Importing bookmark.htm with Regular Expressions
The one good thing about Netscape is the bookmark.htm file, if you have ever
tried to copy all your URL files to a disk you know how much longer it takes,
and as for uploading a URL file, forget about it.
Here we will be looking at how to extract the bookmarks from the file.
Now getting the href from and anchor tag is quite easy. Here we are going to be
extracting the path to the bookmark, and this makes it a little more difficult.
The regular expression we use to do this is massive.

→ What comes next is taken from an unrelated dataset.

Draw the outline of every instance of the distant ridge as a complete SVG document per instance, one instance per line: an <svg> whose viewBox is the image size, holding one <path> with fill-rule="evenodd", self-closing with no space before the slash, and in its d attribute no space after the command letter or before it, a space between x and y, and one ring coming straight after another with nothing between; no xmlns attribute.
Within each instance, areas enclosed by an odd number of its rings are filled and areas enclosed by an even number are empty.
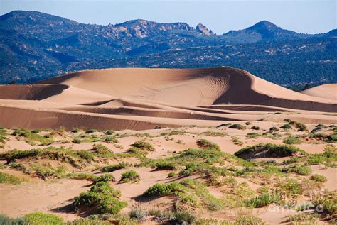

12 | Dim r As New System.Text.RegularExpressions.Regex("(HREF=""(?<href>[^""]+)""[\w\W]*?ADD_DATE=""(?<add_date>[^""]+)""[\w\W]*?LAST_VISIT=""(?<last_visit>[^""]+)""[\w\W]*?LAST_MODIFIED=""(?<last_modified>[^""]+)""[\w\W]*?>(?<title>[^<]+)<)|(<H3[\w\W]*?>(?<folder>[^<]+)<)|(</DL>(?<back>[^p]+)p>)") |
However, do not worry; it is actually three straightforward expressions joined
together. This is an example of using | (or) to select between one of the three
patterns in which we are interested.
an anchor tag, containing information about the bookmark
a folder title, indicating entry into a new folder
the literal </DL><p>, indicating the end of a folder
Once you have extracted the bookmarks, you can display them in your own format,
or go that little bit further are check that none of them are dead links.